Uitspraak
RECHTBANK OVERIJSSEL
wonende te [plaats 1] ,
wonende te [plaats 2] ,
Rechtbank Overijssel
In deze zaak heeft de Rechtbank Overijssel op 13 september 2016 uitspraak gedaan in een kort geding over de ontruiming van een recreatiewoning. De eiser, vertegenwoordigd door mr. E. Douma, vorderde ontruiming van de woning door de gedaagde, die in persoon verscheen. De eiser stelde dat de gedaagde in gebreke was gebleven met de huurbetalingen, met een achterstand van in totaal € 6.000,00 aan huur en bijkomende kosten.
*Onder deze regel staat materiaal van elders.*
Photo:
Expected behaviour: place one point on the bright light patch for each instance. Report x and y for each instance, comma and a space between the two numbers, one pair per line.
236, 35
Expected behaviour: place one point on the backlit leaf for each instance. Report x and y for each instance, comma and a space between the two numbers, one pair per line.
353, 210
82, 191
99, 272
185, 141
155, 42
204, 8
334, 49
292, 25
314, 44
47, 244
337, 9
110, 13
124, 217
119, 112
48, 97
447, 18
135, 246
De gedaagde had slechts een bedrag van € 1.750,00 betaald en voerde verweer tegen de vordering van de eiser. De kantonrechter oordeelde dat de spoedeisendheid van de zaak gegeven was en dat er een contractuele huurverhouding bestond tussen de partijen. De gedaagde had geen bewijs van betaling van de resterende huurachterstand overgelegd en de kantonrechter achtte het aannemelijk dat de gedaagde zijn verplichtingen niet was nagekomen. De vordering tot ontruiming werd toegewezen, met een termijn van drie dagen na betekening van het vonnis voor de gedaagde om de woning te verlaten. Daarnaast werd de gedaagde veroordeeld tot betaling van de huurachterstand en de kosten van de procedure. Het vonnis werd uitvoerbaar bij voorraad verklaard.